CHEYENNE — A jury trial remains scheduled to start in less than two months for a 14-year-old charged as an adult with first-degree murder, accused of shooting his mother in the head after an argument over a stolen electronic tablet.
Laramie County Sheriff’s Office investigators say Havoc Leone admitted to shooting his mother, 41-year-old Theresa McIntosh, after she had called him “retarded” and a “thief” on March 6.
If convicted, he could spend the rest of his life in prison. The death penalty isn’t an option in this case because of Leone’s age.
During his preliminary hearing, one of Leone’s attorneys outlined an alleged pattern of emotional abuse that may have driven the teen to act out.
Leone is an emotionally vulnerable child who had been subjected to a pattern of degrading treatment by a mentally ill mother, argued defense attorney Jonathan Foreman.
“If I called you ‘retarded,’ would you believe it?” Foreman asked Laramie County Sheriff’s Office Detective Miles DePrimo, who testified about the details of the case during the March 18 preliminary hearing.
Those details included Leone admitting to hating his mother and shooting her.
DePrimo answered, “No.”
“Would a child who had been hearing that his whole childhood start to question that?” Foreman followed up.
“Maybe,” the detective answered.
“Ms.

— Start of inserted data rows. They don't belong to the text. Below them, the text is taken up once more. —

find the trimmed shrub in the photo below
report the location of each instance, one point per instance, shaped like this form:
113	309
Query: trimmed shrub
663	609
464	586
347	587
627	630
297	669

McIntosh, who was mentally ill … regularly called him ‘retarded,’ pulled his hair,” and slapped him, said Foreman.
Conversely, Laramie County Assistant District Attorney Kelly Strickland argued that Leone expressed a long-simmering hatred for his mother, had thoughts about killing her, and then followed through when presented an opportunity.
“Right before pulling the trigger on the gun, Theresa yelled at him again if he was ‘retarded,’” Strickland said, recounting an interview Leone had with an investigator. “He said, ‘Yes mom,’ and pulled the trigger.”

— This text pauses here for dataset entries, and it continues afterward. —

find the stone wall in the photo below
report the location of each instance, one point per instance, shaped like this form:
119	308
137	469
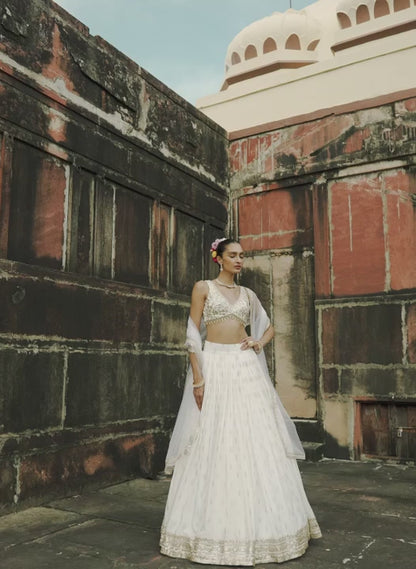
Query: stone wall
325	205
111	189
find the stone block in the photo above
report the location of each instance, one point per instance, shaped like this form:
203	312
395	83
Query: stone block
294	323
36	223
256	274
401	222
357	237
105	388
31	388
411	332
7	482
337	423
330	381
367	382
362	334
276	219
81	236
160	250
71	469
169	323
187	254
321	241
46	308
132	229
103	229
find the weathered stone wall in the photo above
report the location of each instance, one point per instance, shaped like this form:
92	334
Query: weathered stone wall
111	188
326	207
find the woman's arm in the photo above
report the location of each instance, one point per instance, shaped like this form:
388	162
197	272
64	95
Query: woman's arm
199	294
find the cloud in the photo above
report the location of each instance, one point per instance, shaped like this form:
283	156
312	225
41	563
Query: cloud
199	83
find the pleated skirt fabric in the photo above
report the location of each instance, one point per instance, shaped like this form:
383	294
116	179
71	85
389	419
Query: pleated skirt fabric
235	497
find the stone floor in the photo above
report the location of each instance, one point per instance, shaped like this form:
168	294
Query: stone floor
367	513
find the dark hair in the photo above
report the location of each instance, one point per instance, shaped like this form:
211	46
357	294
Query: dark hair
222	246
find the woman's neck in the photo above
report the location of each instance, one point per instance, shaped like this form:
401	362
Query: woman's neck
226	278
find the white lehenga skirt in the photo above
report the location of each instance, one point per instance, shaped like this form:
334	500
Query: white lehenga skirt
235	497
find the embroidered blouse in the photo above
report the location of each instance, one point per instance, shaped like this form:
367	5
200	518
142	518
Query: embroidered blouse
218	308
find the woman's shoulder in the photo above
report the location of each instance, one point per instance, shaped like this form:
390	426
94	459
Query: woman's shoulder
200	287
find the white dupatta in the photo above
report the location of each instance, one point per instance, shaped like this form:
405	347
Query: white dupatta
187	421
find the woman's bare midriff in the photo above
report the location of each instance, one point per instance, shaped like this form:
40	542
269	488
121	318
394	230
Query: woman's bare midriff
229	331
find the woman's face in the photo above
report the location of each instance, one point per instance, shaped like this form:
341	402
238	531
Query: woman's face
233	258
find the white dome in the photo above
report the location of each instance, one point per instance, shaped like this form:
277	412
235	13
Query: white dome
291	38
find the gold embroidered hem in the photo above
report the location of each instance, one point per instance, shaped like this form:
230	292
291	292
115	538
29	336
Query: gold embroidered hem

Leone has pleaded not guilty to the first-degree murder charge, setting up a jury trial scheduled to begin Aug. 10.
The Argument
McIntosh was still alive when sheriff’s deputies arrived at their house, summoned by a 911 call from his father, who heard the shot while he was playing video games in the basement of their home, according to DePrimo’s court testimony and an affidavit of probable cause he wrote and filed in the case.
After Leone, his mother, and father argued about the electronic tablet he allegedly stole from a client of his mother’s cleaning business, they all went their separate ways in their three-level home just south of the Cheyenne city limits, according to DePrimo’s affidavit.
The father went into the basement to play video games, McIntosh was upstairs in Leone’s room doing a puzzle on the floor, while Leone was at the kitchen table doing homework.
At some point, Leone went up to his room where McIntosh was, and they began arguing again, DePrimo wrote.
A gun the teen stole from his mother’s car the week prior, a Taurus 9mm pistol, had been stashed in a boot in Leone’s closet, the detective wrote.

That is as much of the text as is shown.